The Geography Lesson


By Beth Herman

The result of a strong, symbiotic design-build effort between Square 134 Architects and Ellisdale Construction & Development, The Harrison, 5201 Wisconsin Avenue, was in many ways a significant architectural challenge.

With 48 units, a tin and brick fa├žade, slate, glass or marble interior spaces and 9-foot ceiling heights, the 40,000 s.f. $10 million development in Friendship Heights straddles the zoning line between commercial and residential, and triumphed over considerable zoning challenges, Square 134 Architects Principal Ron Schneck said. “On Connecticut and Wisconsin Avenues, you have these very large commercial structures right along the street, and then very quickly you have residential next to that.”

At the time of the feasibility study, and many others like it, the architect said it was difficult to find affordable, developable spare space within the city. Built on a “very complicated” infill site that, in order to comply with zoning requirements, is technically considered an addition to the Bank of America, Schneck said in order to be an addition a "meaningful connection" must be established. In this case, the lowest level of the parking garage aligned with Bank of America, with shared parking a result. Additionally, the goal was to have the building respond to the aforementioned large scale commercial nature of Wisconsin Avenue, but also step down to the residential aspect, which is right there, the architect explained.

Addressing yet another facet of the architectural challenge, The Harrison was conceived to have the utmost flexibility. According to Schcneck, when a building of this nature is conceived, typically the demising partition is the bearing line, making it fairly easy from a construction standpoint. But The Harrison was created so that the building’s skin was its bearing, providing for maximum flexibility in arranging units.
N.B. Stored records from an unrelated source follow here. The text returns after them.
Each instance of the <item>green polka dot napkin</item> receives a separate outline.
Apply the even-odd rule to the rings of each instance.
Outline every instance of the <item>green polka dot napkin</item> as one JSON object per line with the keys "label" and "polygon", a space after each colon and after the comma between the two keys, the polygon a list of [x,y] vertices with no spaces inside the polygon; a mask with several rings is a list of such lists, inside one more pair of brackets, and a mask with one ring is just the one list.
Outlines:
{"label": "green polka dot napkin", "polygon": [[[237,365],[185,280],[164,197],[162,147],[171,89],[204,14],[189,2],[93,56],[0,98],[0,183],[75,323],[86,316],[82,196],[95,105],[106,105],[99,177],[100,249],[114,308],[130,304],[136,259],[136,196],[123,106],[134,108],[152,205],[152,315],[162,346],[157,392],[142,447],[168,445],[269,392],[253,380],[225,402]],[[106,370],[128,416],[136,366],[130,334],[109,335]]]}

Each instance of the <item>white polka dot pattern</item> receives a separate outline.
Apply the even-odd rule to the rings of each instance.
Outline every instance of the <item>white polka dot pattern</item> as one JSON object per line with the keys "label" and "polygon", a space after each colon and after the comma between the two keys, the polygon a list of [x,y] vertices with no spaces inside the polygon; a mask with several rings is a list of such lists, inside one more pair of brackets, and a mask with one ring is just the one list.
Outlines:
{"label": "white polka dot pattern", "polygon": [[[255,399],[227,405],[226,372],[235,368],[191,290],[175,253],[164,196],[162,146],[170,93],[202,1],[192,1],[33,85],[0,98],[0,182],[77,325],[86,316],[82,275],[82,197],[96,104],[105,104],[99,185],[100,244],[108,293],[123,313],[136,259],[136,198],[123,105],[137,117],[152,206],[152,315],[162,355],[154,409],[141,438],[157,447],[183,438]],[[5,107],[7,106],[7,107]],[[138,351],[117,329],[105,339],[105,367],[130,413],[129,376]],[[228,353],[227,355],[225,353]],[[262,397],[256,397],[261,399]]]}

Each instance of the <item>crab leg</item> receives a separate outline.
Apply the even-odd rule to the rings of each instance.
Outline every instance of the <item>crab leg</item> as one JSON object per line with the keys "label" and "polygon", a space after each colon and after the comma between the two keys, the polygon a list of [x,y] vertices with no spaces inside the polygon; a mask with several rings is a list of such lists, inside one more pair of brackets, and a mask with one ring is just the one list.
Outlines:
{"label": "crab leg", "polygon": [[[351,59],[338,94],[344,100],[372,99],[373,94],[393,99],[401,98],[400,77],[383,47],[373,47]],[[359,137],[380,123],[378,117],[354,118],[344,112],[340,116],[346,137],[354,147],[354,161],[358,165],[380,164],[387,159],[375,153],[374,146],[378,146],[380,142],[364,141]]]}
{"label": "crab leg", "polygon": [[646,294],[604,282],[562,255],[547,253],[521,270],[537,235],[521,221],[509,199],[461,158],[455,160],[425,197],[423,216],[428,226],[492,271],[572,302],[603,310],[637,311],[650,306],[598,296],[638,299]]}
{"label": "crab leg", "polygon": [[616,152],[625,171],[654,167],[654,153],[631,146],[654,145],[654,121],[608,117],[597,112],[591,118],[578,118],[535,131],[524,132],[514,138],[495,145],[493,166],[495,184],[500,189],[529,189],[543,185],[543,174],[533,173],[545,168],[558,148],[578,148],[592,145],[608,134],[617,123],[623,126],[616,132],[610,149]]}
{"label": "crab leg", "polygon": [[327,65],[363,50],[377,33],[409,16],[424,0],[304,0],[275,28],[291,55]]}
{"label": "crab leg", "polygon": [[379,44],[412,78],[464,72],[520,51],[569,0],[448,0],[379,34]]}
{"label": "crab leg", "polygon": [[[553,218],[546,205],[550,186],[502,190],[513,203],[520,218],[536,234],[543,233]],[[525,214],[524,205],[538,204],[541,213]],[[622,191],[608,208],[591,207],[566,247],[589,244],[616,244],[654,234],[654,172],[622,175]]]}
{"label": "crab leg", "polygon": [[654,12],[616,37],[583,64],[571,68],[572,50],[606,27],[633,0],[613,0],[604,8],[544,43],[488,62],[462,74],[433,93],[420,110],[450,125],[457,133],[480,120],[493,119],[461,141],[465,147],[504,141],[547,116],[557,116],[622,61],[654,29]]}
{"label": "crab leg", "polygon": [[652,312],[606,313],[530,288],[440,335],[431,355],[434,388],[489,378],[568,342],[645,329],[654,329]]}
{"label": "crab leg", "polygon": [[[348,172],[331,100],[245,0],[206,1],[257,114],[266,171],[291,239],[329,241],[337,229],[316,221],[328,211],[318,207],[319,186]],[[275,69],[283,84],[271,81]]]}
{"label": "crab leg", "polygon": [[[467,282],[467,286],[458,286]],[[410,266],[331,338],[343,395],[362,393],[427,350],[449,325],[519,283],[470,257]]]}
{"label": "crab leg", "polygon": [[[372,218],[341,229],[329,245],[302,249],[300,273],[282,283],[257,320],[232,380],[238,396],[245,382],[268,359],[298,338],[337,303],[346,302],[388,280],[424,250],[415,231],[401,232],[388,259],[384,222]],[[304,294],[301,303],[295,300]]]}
With no vertical spacing, the structure is more open with horizontal banding, easily accommodating several design iterations that included roving windows and reimagining about two-thirds of the original concept. “Elements could be modified to meet the unit mix,” Schneck said, noting The Harrison’s one-and two-bedroom market-rate units range from 500 to 1,200 s.f.
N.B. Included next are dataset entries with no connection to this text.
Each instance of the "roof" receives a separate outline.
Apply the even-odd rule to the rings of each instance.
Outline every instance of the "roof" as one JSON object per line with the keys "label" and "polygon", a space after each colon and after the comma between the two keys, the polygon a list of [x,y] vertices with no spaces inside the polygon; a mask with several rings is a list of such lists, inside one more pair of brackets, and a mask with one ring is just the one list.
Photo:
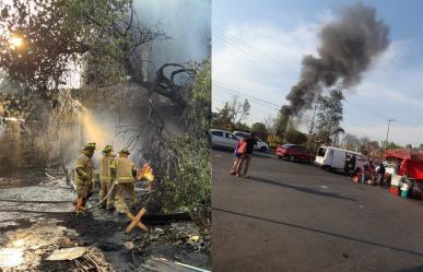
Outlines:
{"label": "roof", "polygon": [[365,156],[365,155],[363,155],[363,154],[360,153],[360,152],[352,151],[352,150],[340,149],[340,147],[336,147],[336,146],[321,145],[320,147],[331,149],[331,150],[339,150],[339,151],[344,151],[344,152],[352,153],[352,154],[355,154],[355,155]]}
{"label": "roof", "polygon": [[411,149],[387,150],[384,157],[397,157],[402,159],[423,161],[423,155],[419,151]]}

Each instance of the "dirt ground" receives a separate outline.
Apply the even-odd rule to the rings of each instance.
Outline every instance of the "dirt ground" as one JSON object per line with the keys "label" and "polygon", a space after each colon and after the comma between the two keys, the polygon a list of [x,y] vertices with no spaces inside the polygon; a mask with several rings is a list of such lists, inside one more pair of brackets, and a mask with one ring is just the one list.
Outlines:
{"label": "dirt ground", "polygon": [[[149,225],[149,233],[126,235],[130,221],[125,215],[94,209],[77,216],[74,197],[63,176],[0,177],[0,271],[210,270],[210,238],[191,222]],[[97,201],[95,194],[87,205]],[[72,247],[86,252],[74,260],[46,260]]]}

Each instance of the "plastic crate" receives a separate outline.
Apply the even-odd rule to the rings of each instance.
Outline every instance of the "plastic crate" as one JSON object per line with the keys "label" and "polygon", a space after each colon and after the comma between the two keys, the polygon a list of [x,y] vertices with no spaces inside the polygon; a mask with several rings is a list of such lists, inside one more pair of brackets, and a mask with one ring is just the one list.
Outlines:
{"label": "plastic crate", "polygon": [[389,192],[392,193],[393,196],[399,196],[399,189],[398,187],[390,187]]}

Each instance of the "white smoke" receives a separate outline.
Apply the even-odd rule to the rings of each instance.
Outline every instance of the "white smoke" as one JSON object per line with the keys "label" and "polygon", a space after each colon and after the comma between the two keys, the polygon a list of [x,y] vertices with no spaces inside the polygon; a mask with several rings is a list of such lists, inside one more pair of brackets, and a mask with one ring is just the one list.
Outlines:
{"label": "white smoke", "polygon": [[201,61],[210,57],[210,0],[134,0],[142,25],[158,25],[169,37],[154,42],[154,71],[166,62]]}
With a landscaped courtyard that includes fire and water features, plus individual front terraces, in-unit task lighting and porcelain tile, at market rate The Harrison was 80 percent sold by completion. "We really had to try and crack the zoning issues," Schneck said. "It came out of the ground at a time when nothing like it was under construction."

1 comments:

Ellen said...

It would have made for a much better project to have gone for a planned unit development and put more height and density on the Wisconsin Avenue side, incorporating Bank of America into a larger apartment building, and then stepping down to a lower scale in the rear. As it is, some of the parking garage is visible from the sidewalk, and is very unattractive as well as out of context. As was evident from the quick sales, this is a very desirable location, and it is really a shame to have underutilized the site.